= Hanumant B. Neugi =

Indian painter and photographer (1911 – unknown)

Hanumant Balakrishna Neugi (10 October 1911 – unknown), also known as Hemant, was a well-known Indian painter and photographer from Goa. He worked across various creative fields, including art direction in the Indian cinema industry and scientific illustration at the Haffkine Institute.

== Early life and education ==
Hanumant Neugi was born on 10 October 1911 in Margao, Goa. His family originally hailed from Kalapur in Tiswadi. However, due to harassment by the Portuguese authorities during a period of religious conversions, his family relocated to Belgaum. The family later returned to Goa, staying briefly in Mapusa before permanently settling down in Margao.

Neugi completed his primary education up to matriculation at Damodar Vidyalaya in Margao. He developed a strong inclination toward drawing and painting during his childhood. In 1930, he began his initial training in art under the guidance of the prominent artist Prabhakar Mulgaonkar. Seeking further education, he moved to Mumbai in 1934, where he studied at the Ketkar Art Institute in Girgaon for three years. In 1937, he completed his degree in art from the J. J. School of Art in Mumbai. Following his graduation, he returned to Goa due to his father's deteriorating health.

== Career ==
Finding limited professional scope for his artwork in Goa, Neugi returned to Mumbai in 1941. His artistic focus on nature landscapes and human portraiture provided him with substantial opportunities in the film industry, where he worked in art direction for three years.
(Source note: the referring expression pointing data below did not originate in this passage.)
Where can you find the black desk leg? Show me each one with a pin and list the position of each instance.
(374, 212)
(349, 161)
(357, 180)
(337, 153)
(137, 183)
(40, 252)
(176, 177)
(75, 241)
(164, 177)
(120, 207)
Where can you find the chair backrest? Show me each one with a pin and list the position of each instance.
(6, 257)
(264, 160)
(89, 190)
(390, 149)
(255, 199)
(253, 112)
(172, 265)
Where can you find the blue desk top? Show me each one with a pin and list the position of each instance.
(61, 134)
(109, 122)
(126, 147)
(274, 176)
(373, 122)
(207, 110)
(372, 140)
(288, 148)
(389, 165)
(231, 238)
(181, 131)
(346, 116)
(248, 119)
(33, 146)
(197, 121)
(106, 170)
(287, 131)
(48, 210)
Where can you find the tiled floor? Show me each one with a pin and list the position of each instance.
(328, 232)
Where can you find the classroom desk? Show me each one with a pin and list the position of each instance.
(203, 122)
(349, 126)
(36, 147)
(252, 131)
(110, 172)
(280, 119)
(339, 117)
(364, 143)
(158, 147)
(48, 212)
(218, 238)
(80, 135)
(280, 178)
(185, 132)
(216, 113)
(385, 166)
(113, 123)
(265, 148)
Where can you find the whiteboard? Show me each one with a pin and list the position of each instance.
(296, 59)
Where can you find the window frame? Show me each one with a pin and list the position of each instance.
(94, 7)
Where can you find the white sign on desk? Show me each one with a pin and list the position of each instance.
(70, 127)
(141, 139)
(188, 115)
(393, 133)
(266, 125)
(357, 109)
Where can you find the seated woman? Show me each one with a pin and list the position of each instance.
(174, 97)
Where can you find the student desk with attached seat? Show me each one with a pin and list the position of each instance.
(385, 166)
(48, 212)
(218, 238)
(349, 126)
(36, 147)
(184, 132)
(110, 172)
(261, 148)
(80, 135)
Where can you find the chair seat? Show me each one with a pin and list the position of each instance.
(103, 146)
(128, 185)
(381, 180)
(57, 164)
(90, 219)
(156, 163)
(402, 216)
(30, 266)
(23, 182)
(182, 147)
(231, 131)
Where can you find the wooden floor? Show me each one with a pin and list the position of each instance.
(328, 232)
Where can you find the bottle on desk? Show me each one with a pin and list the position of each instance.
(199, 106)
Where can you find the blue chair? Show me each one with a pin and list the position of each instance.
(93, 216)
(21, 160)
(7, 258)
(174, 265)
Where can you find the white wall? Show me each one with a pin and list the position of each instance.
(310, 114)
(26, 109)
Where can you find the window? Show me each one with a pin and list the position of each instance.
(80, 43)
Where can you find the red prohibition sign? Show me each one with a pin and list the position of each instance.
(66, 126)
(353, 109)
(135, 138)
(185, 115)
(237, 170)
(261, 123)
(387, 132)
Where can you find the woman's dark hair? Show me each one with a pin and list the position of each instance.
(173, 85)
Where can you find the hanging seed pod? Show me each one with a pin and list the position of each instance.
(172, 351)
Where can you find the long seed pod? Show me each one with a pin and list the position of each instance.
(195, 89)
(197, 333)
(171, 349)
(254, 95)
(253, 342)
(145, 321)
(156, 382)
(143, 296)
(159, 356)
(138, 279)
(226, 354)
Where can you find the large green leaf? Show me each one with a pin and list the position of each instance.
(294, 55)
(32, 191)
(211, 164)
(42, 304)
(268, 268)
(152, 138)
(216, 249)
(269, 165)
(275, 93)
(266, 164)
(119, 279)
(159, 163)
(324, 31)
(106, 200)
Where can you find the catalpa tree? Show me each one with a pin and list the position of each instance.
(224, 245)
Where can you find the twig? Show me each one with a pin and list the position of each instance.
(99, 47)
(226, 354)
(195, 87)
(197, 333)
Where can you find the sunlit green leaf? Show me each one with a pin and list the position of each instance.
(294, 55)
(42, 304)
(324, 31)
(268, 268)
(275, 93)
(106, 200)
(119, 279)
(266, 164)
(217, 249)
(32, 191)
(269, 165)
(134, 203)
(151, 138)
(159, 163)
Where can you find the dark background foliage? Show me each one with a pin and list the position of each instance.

In 1945, Neugi travelled extensively across India—visiting Gwalior, Delhi, Agra, Ujjain, Baroda, and Jaipur—specifically to paint. During this tour, he produced approximately 150 paintings capturing the views of these locations. Impressed by this collection of work, the Haffkine Institute in Mumbai invited him to join their organization as an artist and photographer. Neugi accepted the position and served continuously at the institution for 25 years, retiring in 1968, after which he moved back to Goa.

== Artistic style and recognition ==
Neugi's paintings regularly appeared in the Marathi publication Mouj. He also created specialized artwork and illustrations for films such as Badi Maa, Saubhadra, and Praful. Artistically, he was highly recognized for his skill in portraying human emotions; he was particularly adept at capturing effective, shifting facial expressions on the same face at different moments.

In 1938, an exhibition of his paintings was organized in Goa. The then-serving Juiz da Relação (a high court judge) highly praised his artwork and presented cash prizes and gold medals for two of his standout paintings. Later, during 1981–1982, the Department of Sports and Culture of the Government of Goa officially honored him with an award for his artistic achievements.

==Legacy==
The Kala Academy awards the Late Hanumant B. Neugi Memorial Prize to artists in Neugi's honour.